In a small jar or bowl, whisk together the olive oil, lemon juice, honey, Dijon mustard, garlic powder, salt, and black pepper until well combined.
Pour the lemon vinaigrette over the chickpea mixture and toss gently to coat.
Let the salad sit for 10-15 minutes to allow the flavors to meld.
Serve chilled or at room temperature. Enjoy!
Prep Time: 10 minutes Cooking Time: 0 minutes Total Time: 10 minutes Kcal: 230 per serving Servings: 4 servings

Step-by-Step Guide

1. Prepare Your Ingredients: Drain and rinse the chickpeas thoroughly. Finely dice the red onion and chop the fresh parsley. If using nuts, toast them lightly in a dry pan until fragrant, then chop roughly. Crumble the feta cheese.

2. Combine the Salad Base: In a large mixing bowl, add the chickpeas, crumbled feta, dried cranberries, diced red onion, chopped parsley, and toasted nuts. Gently toss these ingredients together with a spoon.

3. Make the Lemon Vinaigrette: In a separate small bowl or a jar with a tight-fitting lid, combine the olive oil, fresh lemon juice, honey or maple syrup, Dijon mustard, and garlic powder. Season generously with salt and black pepper. Whisk vigorously or shake the jar until the dressing is completely emulsified and smooth.

4. Dress and Marinate: Pour the prepared vinaigrette over the chickpea mixture. Using a large spoon or spatula, gently fold everything together until all components are evenly coated. For best results, cover the bowl and let the salad rest in the refrigerator for 10-15 minutes. This allows the chickpeas to absorb the dressing and the flavors to fully meld.

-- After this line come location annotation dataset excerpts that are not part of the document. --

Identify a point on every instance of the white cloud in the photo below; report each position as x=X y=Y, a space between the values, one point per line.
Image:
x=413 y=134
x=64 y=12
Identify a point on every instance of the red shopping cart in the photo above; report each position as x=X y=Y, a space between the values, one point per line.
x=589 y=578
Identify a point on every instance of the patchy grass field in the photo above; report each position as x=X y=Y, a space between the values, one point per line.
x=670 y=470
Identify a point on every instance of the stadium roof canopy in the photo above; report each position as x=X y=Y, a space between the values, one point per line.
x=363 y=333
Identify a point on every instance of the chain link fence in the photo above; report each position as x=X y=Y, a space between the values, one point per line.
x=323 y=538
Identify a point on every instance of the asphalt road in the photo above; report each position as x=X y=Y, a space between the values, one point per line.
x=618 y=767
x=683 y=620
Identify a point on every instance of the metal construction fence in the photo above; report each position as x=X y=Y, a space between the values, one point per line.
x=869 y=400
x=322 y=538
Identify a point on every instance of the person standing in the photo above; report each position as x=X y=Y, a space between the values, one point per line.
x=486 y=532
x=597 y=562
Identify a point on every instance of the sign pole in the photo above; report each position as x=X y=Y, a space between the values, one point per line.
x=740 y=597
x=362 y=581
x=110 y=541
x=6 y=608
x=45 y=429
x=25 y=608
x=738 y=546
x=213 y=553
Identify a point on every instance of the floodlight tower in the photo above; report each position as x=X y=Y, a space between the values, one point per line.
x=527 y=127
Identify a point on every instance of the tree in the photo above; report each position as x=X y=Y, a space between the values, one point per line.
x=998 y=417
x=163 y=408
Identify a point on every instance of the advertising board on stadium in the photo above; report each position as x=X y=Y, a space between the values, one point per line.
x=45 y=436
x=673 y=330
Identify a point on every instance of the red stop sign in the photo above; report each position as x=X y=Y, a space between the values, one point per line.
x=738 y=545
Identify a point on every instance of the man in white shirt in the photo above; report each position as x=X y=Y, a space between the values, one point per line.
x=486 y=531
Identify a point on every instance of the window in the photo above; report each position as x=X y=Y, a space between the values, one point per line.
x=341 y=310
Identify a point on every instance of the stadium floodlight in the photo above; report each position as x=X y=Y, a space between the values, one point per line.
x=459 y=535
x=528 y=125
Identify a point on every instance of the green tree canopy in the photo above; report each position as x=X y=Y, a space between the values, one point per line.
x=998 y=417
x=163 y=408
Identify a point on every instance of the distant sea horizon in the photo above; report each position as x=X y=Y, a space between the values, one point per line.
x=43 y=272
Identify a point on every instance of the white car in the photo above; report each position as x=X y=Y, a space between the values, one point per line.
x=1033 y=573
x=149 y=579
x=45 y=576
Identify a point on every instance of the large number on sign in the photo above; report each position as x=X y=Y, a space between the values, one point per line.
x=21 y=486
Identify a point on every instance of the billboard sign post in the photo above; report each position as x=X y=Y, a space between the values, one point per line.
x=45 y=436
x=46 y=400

5. Final Check and Serve: Taste the salad and adjust seasoning if needed. Transfer to a serving dish and enjoy.

Serving Suggestions

This versatile chickpea salad can be served in multiple ways. For a light lunch, serve it over a bed of fresh spinach or arugula. It makes an excellent protein-packed filling for whole-wheat pita pockets or wraps. As a side dish, it pairs beautifully with grilled chicken, fish, or lamb. For a heartier meal, mix it with cooked quinoa or couscous.

How-to Summary

Combine chickpeas, feta, cranberries, red onion, parsley, and optional nuts in a bowl. Separately, whisk olive oil, lemon juice, honey, Dijon mustard, garlic powder, salt, and pepper to make the vinaigrette. Pour dressing over salad, toss to coat, and let marinate for 10-15 minutes before serving.

Frequently Asked Questions

Can I make this salad ahead of time?
Yes, it keeps well for up to 2 days in the refrigerator. Store it in an airtight container. The flavors often improve overnight.

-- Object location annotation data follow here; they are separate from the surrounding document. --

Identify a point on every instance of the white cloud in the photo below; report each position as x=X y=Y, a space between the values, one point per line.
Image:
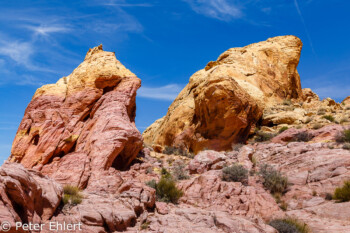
x=19 y=52
x=305 y=27
x=168 y=92
x=332 y=91
x=44 y=30
x=218 y=9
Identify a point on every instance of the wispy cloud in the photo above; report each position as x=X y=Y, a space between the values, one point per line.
x=168 y=92
x=305 y=27
x=46 y=30
x=338 y=92
x=218 y=9
x=20 y=52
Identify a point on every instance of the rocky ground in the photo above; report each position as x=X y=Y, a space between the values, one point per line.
x=78 y=157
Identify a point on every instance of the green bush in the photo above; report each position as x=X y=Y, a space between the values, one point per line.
x=273 y=179
x=342 y=194
x=152 y=184
x=284 y=128
x=317 y=126
x=321 y=111
x=303 y=137
x=171 y=150
x=287 y=102
x=179 y=172
x=72 y=195
x=166 y=189
x=235 y=173
x=328 y=196
x=343 y=136
x=263 y=136
x=329 y=117
x=289 y=225
x=346 y=146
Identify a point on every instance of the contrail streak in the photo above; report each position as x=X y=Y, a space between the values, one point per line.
x=306 y=30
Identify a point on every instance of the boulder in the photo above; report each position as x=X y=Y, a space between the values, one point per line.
x=208 y=191
x=346 y=101
x=205 y=161
x=83 y=124
x=222 y=102
x=26 y=196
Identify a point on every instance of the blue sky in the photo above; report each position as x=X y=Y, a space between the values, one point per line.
x=163 y=42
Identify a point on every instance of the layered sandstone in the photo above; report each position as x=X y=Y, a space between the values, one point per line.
x=222 y=102
x=83 y=124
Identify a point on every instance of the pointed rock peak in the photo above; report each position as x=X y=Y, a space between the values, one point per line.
x=94 y=50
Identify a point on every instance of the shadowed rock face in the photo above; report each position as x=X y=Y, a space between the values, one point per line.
x=222 y=102
x=83 y=124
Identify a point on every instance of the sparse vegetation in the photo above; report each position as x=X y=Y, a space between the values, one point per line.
x=308 y=120
x=284 y=206
x=342 y=194
x=289 y=225
x=144 y=226
x=328 y=196
x=72 y=195
x=329 y=117
x=343 y=136
x=344 y=120
x=237 y=146
x=317 y=126
x=261 y=136
x=171 y=150
x=235 y=173
x=179 y=172
x=346 y=146
x=303 y=137
x=321 y=111
x=287 y=102
x=284 y=128
x=166 y=189
x=273 y=179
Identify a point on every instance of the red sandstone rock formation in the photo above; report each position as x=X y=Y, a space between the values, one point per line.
x=83 y=124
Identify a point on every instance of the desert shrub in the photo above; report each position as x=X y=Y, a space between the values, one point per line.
x=284 y=206
x=179 y=172
x=329 y=117
x=343 y=136
x=308 y=120
x=346 y=146
x=328 y=196
x=289 y=225
x=284 y=128
x=166 y=189
x=152 y=184
x=321 y=111
x=235 y=173
x=72 y=195
x=237 y=146
x=303 y=137
x=317 y=126
x=144 y=226
x=171 y=150
x=263 y=136
x=344 y=120
x=287 y=102
x=342 y=194
x=273 y=179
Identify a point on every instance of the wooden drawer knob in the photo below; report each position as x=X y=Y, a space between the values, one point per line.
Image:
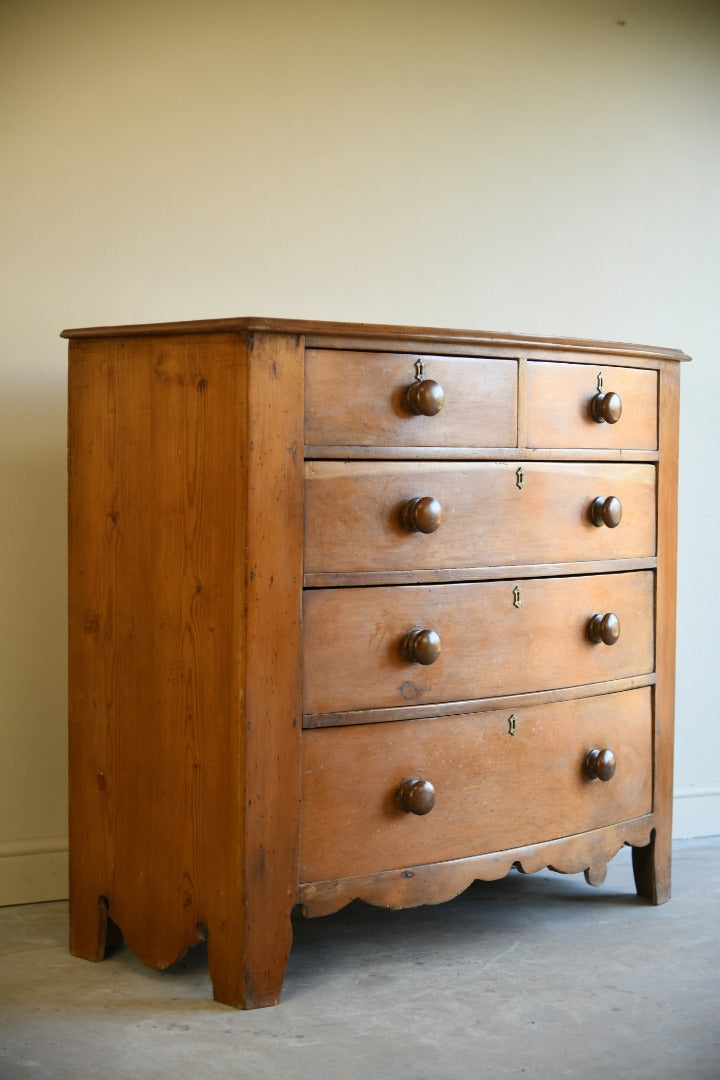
x=606 y=407
x=600 y=765
x=425 y=397
x=416 y=796
x=603 y=628
x=421 y=515
x=607 y=511
x=421 y=646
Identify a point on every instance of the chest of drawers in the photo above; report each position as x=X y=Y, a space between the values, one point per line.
x=360 y=611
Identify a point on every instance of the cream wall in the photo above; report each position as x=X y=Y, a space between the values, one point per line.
x=529 y=165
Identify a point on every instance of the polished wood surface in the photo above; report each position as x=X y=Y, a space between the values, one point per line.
x=353 y=639
x=355 y=514
x=248 y=732
x=352 y=824
x=185 y=651
x=316 y=329
x=358 y=396
x=560 y=407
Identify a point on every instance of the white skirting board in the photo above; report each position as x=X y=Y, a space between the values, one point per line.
x=696 y=812
x=36 y=871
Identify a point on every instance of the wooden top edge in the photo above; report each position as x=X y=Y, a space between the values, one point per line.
x=360 y=332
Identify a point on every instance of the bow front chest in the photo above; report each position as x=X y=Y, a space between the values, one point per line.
x=360 y=611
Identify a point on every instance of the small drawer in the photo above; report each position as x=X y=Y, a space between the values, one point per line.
x=363 y=649
x=492 y=790
x=358 y=399
x=375 y=516
x=562 y=402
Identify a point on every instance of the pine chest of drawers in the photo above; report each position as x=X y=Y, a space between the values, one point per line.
x=360 y=611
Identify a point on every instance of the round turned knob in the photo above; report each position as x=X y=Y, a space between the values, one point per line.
x=421 y=646
x=416 y=796
x=607 y=407
x=607 y=511
x=421 y=515
x=603 y=628
x=600 y=765
x=425 y=397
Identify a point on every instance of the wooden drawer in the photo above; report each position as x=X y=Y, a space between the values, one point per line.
x=559 y=400
x=353 y=639
x=353 y=514
x=355 y=399
x=493 y=791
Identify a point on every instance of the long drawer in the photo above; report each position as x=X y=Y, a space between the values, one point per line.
x=357 y=399
x=493 y=790
x=368 y=516
x=494 y=638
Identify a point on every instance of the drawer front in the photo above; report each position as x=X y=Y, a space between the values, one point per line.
x=356 y=514
x=496 y=638
x=492 y=791
x=356 y=399
x=559 y=402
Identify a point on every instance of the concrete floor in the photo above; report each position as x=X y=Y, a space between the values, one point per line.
x=534 y=976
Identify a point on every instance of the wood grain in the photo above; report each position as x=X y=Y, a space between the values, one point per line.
x=559 y=396
x=352 y=823
x=356 y=396
x=436 y=882
x=317 y=332
x=352 y=639
x=353 y=524
x=181 y=575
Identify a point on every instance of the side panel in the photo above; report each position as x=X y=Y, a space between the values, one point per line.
x=157 y=430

What can I use instead of feta cheese?
For a dairy-free version, omit the feta or use a vegan alternative. Goat cheese or diced avocado also make excellent substitutes.

How can I make this salad crispier?
For extra crunch, add diced cucumber, bell pepper, or celery just before serving to maintain their texture.

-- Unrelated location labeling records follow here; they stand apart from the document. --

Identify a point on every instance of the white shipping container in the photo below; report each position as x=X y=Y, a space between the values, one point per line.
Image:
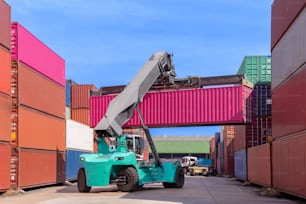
x=79 y=136
x=68 y=113
x=290 y=52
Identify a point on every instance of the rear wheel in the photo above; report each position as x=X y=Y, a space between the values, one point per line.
x=131 y=177
x=82 y=185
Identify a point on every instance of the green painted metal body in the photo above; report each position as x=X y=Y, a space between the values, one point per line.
x=101 y=167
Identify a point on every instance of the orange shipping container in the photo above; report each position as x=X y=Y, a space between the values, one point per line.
x=5 y=118
x=39 y=130
x=38 y=167
x=5 y=161
x=39 y=92
x=80 y=95
x=259 y=165
x=289 y=156
x=81 y=115
x=5 y=25
x=5 y=71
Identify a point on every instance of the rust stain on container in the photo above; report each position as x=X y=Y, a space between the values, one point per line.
x=80 y=95
x=5 y=71
x=289 y=106
x=5 y=167
x=289 y=168
x=39 y=167
x=283 y=14
x=81 y=115
x=5 y=118
x=184 y=107
x=40 y=130
x=39 y=92
x=5 y=25
x=259 y=165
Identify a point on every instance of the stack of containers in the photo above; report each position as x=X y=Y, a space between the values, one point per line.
x=288 y=39
x=256 y=69
x=80 y=102
x=38 y=112
x=79 y=136
x=5 y=92
x=227 y=138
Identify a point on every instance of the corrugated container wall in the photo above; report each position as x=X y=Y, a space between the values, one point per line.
x=289 y=106
x=284 y=13
x=289 y=156
x=259 y=165
x=241 y=164
x=212 y=106
x=289 y=55
x=41 y=167
x=5 y=118
x=5 y=25
x=80 y=95
x=38 y=92
x=5 y=167
x=79 y=136
x=5 y=71
x=257 y=69
x=34 y=53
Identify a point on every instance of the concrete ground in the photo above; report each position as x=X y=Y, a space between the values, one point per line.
x=197 y=190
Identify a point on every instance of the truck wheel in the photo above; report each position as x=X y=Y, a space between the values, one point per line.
x=179 y=179
x=82 y=185
x=131 y=179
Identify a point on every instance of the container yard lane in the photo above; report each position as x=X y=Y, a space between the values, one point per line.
x=197 y=190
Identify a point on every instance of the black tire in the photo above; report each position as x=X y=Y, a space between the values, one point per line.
x=82 y=185
x=131 y=180
x=179 y=179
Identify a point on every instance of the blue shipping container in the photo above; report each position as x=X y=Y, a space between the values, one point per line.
x=73 y=163
x=241 y=165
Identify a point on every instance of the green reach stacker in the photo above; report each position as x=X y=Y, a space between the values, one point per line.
x=118 y=161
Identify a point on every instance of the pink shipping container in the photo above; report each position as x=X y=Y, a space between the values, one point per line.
x=80 y=95
x=259 y=165
x=211 y=106
x=289 y=156
x=34 y=53
x=283 y=14
x=289 y=106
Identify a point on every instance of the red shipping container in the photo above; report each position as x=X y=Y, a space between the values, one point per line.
x=283 y=14
x=289 y=106
x=289 y=55
x=38 y=130
x=38 y=92
x=80 y=95
x=259 y=165
x=289 y=156
x=5 y=167
x=81 y=115
x=5 y=118
x=39 y=167
x=5 y=25
x=34 y=53
x=5 y=71
x=211 y=106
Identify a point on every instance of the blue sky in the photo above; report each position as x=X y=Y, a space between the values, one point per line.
x=105 y=43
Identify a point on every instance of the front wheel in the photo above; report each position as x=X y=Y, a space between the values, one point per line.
x=131 y=182
x=82 y=185
x=179 y=179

Is there a substitute for dried cranberries?
Chopped dried apricots, raisins, or even pomegranate arils work wonderfully as a sweet and tangy replacement.

Can I use canned lemon juice?
Fresh lemon juice is highly recommended for the brightest flavor. In a pinch, bottled juice can be used, but the taste will be less vibrant.

Common Mistakes to Avoid

Avoid using warm, un-rinsed chickpeas straight from the can, as they can be mushy and carry a metallic taste. Always rinse them under cold water. Do not skip the marinating time; it’s crucial for flavor development. Be careful not to over-mix the salad once the feta is added, as it can break down too much. Finally, season your vinaigrette adequately—underseasoned dressing leads to a bland salad.

Conclusion

This Chickpea, Feta, and Cranberry Salad is a perfect blend of protein, creamy texture, and sweet-tart flavor. It’s incredibly quick to prepare, endlessly adaptable, and satisfying enough for a main dish yet light enough for a side. By following the step-by-step guide and avoiding common pitfalls, you can create a vibrant, healthy dish that is sure to become a regular in your meal rotation. Enjoy the simplicity and delicious results!